Concernant les anniversaires, les "Charity Birthdays" existent depuis 2017 et avaient en une année permis – selon les chiffres de Facebook – de collecter près de 300 millions de dollars pour 750 000 causes ou associations / organismes "sans but lucratif" (soit, à la louche, 400 euros par an et par association).
A noter que le paiement s'effectue par le biais de la plateforme de paiement en ligne Stripe et que si vous choisissez de collecter de l'argent pour une "cause" (parmi celles acceptées par Facebook) la plateforme ne prélève aucune commission. Par contre s'il s'agit d'une collecte de fonds "personnelle" les commissions varient selon les pays. Les lois du Mercy Market restent avant tout les lois … du marché.
Le processus de "Charity Birthday" a ceci de particulier qu’à la différence de l’affichage automatique de tous les anniversaires de tous vos amis, là c’est l’impétrant(e) qui "désigne" les amis qu’il ou elle souhaite convier à financer la cause qu’il ou elle a choisi. Vous vous trouvez donc nommément pointé pour sortir votre carte bleue. Dans l'hypothèse où il s'agit d'un(e) vrai(e) ami(e) très proche à qui vous auriez de toute façon essayé de trouver un cadeau sympa, s'il ou elle vous indique qu'il ou elle préfère filer des thunes à une association, pourquoi pas après tout.
Mais les anniversaires Facebook sont essentiellement un moyen de travailler sur le "second rideau" de l'amitié comme on dit au rugby, c'est à dire sur ces relations sociales qui ne sont ni de parfaits inconnus ni des amis intimes. La fameuse "force des liens faibles" de Mark Granovetter.
En choisissant le Charity Birthday on "inverse" donc en quelque sorte la charge de la prescription. Ce n'est plus vous à qui Facebook se charge de rappeler que vous devez souhaiter son anniversaire à chacun de vos 200 amis, c'est chacun de vos 200 amis qui a désormais la possibilité de nommément vous désigner comme heureux bénéficiaire de la charge symbolique de possiblement refuser de soutenir telle ou telle association caritative. Merci du cadeau :-/
Birthday Business.
En rédigeant cet article je me suis posé la question de savoir d'où venait cette "tradition" de la fête d'anniversaire et je suis – merci les internets – immédiatement tombé sur les travaux passionnants (enfin moi en tout cas je trouve ça passionnant …) de Régine Sirota, particulièrement l'article : "Les civilités de l'enfance contemporaine. L'anniversaire ou le déchiffrage d'une configuration" (pdf ici) d'où j'extrais le passage suivant :
"L’anniversaire célèbre chez les Egyptiens la vie et la mort du dieu Osiris mais est quasi inexistant dans le monde grec. Hérodote est surpris, au Ve siècle avant J.C., par la coutume perse : "Un jour entre tous est marqué par des solennités particulières : c’est pour chacun son jour de naissance. Ce jour-là, ils pensent devoir servir un repas plus abondant que de coutume : les riches servent un boeuf, un cheval, un chameau, un âne rôtis au four tout entiers, les pauvres ont du menu bétail."

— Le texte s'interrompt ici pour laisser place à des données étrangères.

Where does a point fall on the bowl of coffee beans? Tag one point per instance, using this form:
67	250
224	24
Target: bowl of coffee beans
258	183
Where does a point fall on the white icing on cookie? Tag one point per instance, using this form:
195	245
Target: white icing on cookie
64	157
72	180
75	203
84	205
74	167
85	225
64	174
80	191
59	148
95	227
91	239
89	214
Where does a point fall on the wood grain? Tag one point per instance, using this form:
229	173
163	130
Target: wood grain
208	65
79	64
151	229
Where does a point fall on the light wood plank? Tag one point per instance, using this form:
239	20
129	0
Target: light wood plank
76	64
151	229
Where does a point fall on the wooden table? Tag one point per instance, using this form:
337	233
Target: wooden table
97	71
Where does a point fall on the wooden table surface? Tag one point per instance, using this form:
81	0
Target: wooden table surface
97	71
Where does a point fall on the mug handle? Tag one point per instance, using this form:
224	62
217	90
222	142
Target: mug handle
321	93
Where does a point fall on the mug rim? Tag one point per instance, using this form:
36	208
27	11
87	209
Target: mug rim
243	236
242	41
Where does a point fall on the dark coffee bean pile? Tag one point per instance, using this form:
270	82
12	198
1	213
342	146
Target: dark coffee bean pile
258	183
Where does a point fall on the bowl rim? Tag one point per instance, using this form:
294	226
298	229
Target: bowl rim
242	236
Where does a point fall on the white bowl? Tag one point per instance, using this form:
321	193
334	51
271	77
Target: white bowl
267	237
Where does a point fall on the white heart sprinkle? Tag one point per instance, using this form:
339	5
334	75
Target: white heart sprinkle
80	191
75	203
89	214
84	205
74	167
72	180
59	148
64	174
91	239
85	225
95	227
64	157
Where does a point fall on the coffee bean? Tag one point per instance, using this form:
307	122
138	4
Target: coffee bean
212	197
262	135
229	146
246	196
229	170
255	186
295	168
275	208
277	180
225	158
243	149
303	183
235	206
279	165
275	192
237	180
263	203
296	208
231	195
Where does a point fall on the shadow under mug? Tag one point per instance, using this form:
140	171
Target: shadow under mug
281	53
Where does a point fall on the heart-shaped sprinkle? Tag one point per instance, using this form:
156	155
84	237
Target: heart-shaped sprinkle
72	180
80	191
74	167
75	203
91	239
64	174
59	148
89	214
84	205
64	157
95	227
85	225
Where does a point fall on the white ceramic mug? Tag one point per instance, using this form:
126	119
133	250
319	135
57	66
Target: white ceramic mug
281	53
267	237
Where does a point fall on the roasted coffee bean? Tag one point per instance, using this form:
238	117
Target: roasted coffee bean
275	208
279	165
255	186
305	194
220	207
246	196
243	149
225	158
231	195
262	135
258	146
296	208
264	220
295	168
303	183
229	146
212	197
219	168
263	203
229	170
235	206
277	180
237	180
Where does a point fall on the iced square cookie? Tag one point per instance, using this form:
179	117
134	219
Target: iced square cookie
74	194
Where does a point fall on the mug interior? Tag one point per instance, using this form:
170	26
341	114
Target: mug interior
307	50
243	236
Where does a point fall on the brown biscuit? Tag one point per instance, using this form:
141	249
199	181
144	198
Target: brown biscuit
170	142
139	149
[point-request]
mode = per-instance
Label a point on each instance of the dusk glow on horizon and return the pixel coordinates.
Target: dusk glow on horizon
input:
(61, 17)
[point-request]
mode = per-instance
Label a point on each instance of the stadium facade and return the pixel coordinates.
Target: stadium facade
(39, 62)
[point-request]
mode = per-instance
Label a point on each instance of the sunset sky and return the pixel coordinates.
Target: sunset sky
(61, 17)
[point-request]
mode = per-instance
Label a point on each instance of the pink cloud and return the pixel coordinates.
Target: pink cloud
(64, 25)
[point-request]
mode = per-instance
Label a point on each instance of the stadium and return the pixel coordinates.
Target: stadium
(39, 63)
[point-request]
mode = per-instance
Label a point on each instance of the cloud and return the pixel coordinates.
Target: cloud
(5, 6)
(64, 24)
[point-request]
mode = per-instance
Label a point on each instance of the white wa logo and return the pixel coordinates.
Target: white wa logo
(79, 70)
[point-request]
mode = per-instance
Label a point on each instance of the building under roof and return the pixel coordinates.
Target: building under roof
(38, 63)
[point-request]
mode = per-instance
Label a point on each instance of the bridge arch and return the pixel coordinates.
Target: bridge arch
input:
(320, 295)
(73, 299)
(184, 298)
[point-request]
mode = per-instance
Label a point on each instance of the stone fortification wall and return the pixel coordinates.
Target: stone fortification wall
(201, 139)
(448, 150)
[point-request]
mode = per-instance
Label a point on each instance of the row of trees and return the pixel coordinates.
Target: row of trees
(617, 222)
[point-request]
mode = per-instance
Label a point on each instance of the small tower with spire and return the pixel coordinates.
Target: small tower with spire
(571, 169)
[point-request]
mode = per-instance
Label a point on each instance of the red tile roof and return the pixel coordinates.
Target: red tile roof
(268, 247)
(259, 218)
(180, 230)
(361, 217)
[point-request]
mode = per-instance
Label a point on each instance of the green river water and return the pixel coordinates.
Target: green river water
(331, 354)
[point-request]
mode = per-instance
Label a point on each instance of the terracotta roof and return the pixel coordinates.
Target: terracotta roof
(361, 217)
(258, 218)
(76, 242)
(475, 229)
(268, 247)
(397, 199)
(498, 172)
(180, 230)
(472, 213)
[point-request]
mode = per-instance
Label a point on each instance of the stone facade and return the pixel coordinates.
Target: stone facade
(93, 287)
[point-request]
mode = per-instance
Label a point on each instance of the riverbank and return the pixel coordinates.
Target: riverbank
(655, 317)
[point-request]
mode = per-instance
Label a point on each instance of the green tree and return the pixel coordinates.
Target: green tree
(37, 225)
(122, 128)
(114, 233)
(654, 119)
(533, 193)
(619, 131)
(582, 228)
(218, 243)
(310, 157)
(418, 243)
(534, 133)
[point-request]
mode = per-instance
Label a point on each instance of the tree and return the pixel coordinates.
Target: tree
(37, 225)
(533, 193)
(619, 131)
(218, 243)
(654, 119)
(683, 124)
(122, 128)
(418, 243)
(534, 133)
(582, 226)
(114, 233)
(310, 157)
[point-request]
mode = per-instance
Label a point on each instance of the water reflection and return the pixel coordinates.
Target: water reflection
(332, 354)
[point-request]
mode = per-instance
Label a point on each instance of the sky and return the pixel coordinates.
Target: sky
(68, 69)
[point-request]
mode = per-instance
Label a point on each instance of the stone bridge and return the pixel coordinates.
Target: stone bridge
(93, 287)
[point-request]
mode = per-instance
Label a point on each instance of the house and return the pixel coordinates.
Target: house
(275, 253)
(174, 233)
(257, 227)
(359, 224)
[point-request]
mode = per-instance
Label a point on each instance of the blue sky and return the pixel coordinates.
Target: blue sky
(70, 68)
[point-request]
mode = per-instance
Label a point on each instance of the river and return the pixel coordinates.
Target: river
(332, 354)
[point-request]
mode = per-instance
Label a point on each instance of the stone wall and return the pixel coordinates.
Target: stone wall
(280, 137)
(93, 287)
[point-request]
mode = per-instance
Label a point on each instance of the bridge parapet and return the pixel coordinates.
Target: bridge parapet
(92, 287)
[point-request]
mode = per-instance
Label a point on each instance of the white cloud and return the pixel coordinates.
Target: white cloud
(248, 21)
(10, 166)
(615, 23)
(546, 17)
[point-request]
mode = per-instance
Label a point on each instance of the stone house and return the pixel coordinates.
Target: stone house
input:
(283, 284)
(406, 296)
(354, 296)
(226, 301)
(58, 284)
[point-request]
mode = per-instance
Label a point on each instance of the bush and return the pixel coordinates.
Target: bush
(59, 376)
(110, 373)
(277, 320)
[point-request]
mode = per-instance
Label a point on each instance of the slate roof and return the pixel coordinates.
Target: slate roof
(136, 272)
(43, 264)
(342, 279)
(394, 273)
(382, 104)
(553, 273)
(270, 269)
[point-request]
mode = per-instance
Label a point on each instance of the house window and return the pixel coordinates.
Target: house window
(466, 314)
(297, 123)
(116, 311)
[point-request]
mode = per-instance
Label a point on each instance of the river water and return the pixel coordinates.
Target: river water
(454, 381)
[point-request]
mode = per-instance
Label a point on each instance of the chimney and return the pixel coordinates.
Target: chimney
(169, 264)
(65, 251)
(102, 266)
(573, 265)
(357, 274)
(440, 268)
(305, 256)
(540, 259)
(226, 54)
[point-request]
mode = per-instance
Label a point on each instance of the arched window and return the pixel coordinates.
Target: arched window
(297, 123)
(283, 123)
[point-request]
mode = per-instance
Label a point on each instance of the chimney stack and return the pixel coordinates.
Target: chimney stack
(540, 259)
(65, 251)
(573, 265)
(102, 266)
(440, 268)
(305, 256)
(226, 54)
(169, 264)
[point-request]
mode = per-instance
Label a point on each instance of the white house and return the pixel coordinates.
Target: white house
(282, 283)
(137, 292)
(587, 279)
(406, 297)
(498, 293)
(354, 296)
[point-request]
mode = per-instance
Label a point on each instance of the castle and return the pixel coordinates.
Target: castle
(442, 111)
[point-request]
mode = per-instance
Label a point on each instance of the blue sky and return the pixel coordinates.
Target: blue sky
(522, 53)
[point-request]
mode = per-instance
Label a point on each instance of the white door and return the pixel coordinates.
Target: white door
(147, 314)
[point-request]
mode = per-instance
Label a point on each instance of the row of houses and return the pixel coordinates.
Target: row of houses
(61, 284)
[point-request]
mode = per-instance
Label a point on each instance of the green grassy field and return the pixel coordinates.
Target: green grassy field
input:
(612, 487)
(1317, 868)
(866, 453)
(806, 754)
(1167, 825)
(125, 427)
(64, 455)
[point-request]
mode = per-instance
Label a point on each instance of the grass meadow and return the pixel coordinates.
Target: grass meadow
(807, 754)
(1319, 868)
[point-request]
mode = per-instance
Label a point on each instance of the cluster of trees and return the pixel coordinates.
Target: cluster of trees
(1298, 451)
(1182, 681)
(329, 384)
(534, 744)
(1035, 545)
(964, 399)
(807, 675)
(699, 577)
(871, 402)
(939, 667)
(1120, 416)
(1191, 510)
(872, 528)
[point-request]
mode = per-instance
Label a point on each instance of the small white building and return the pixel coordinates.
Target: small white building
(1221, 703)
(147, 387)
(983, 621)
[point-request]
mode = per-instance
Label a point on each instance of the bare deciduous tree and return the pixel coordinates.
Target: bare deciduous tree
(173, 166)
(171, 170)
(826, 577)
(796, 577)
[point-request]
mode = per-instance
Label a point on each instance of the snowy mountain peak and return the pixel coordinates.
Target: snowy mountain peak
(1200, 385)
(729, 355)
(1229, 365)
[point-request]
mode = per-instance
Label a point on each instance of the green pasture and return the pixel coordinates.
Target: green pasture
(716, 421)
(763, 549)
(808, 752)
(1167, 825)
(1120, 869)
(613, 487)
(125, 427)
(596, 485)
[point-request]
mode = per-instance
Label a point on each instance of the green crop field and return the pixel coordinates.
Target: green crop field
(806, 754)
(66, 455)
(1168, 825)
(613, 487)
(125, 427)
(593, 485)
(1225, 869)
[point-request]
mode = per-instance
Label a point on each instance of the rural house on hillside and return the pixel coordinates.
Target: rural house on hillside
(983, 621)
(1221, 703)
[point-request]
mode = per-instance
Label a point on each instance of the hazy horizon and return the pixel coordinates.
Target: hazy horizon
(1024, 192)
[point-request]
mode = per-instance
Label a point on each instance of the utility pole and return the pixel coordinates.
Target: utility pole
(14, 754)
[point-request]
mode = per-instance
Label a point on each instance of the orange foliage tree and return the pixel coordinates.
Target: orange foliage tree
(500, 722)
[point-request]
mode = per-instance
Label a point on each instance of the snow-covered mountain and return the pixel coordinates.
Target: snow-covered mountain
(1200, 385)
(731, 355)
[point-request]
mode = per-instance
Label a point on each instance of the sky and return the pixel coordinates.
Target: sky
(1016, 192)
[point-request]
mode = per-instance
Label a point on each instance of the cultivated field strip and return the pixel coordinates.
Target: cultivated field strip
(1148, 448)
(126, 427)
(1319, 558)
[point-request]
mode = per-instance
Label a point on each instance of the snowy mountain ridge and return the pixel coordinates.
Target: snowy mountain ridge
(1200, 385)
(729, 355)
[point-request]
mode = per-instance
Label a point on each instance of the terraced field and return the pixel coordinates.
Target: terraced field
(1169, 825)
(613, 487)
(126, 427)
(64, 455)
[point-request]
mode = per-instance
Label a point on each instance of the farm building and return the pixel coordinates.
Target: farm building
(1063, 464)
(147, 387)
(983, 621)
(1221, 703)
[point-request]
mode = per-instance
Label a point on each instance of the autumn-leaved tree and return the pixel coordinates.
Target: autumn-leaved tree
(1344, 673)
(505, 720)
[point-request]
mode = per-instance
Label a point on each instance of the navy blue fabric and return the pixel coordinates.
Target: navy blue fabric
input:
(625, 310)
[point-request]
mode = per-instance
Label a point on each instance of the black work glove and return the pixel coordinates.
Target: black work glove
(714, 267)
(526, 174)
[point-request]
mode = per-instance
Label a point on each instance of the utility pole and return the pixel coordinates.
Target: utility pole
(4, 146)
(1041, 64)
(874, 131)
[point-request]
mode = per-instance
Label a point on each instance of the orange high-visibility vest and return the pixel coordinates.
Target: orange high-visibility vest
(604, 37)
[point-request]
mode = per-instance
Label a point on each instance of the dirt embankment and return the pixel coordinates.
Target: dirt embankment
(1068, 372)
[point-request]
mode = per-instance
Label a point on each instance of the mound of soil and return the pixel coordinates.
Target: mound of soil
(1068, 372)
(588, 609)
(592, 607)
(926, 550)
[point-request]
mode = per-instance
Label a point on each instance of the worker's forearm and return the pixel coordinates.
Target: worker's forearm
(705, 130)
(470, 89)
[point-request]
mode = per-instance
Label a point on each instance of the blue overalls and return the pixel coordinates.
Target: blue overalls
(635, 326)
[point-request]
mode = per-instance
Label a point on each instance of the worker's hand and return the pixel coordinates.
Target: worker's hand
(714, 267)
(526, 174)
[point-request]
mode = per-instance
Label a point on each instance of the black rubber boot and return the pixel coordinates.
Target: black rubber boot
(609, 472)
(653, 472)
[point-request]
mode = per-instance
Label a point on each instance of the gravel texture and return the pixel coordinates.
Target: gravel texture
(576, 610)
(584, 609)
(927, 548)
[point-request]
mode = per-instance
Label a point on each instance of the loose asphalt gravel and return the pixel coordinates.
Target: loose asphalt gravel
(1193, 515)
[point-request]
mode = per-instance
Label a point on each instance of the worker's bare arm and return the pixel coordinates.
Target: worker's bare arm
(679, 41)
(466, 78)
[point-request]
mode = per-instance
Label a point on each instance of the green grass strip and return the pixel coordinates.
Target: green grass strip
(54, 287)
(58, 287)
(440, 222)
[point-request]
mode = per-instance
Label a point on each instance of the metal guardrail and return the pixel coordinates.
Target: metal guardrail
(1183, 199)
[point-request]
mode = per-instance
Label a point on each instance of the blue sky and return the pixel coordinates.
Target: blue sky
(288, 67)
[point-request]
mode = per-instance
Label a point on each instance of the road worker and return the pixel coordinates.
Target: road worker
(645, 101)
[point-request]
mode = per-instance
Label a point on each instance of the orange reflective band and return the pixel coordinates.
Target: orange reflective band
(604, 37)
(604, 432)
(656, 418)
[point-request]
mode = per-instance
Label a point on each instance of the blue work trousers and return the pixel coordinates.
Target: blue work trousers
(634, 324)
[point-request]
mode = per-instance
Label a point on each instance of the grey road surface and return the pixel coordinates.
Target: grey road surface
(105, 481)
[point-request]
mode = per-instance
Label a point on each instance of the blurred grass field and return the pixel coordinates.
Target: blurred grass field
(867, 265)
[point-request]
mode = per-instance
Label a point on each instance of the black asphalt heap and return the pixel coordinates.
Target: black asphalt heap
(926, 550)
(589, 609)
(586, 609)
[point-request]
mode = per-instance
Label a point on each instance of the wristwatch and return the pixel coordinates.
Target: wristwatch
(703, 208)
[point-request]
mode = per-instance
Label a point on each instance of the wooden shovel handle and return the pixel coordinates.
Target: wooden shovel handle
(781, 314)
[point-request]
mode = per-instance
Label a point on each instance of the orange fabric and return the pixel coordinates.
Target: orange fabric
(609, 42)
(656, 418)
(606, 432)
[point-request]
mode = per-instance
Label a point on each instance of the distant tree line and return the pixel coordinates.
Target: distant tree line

Les Romains firent entrer l’anniversaire dans la vie quotidienne dès le premier siècle avant J.C. L’anniversaire est alors une fête familiale où l’on rend grâce au génie qui accompagne l’individu au long de sa vie.
Avec l’apparition de la chrétienté, l’anniversaire est assimilé au culte de soi et devient péché d’orgueil ; seuls doivent être honorés Dieu et ses saints. La date de naissance n’est plus connue avec précision et n’est célébrée que par proximité avec le jour du saint intercesseur.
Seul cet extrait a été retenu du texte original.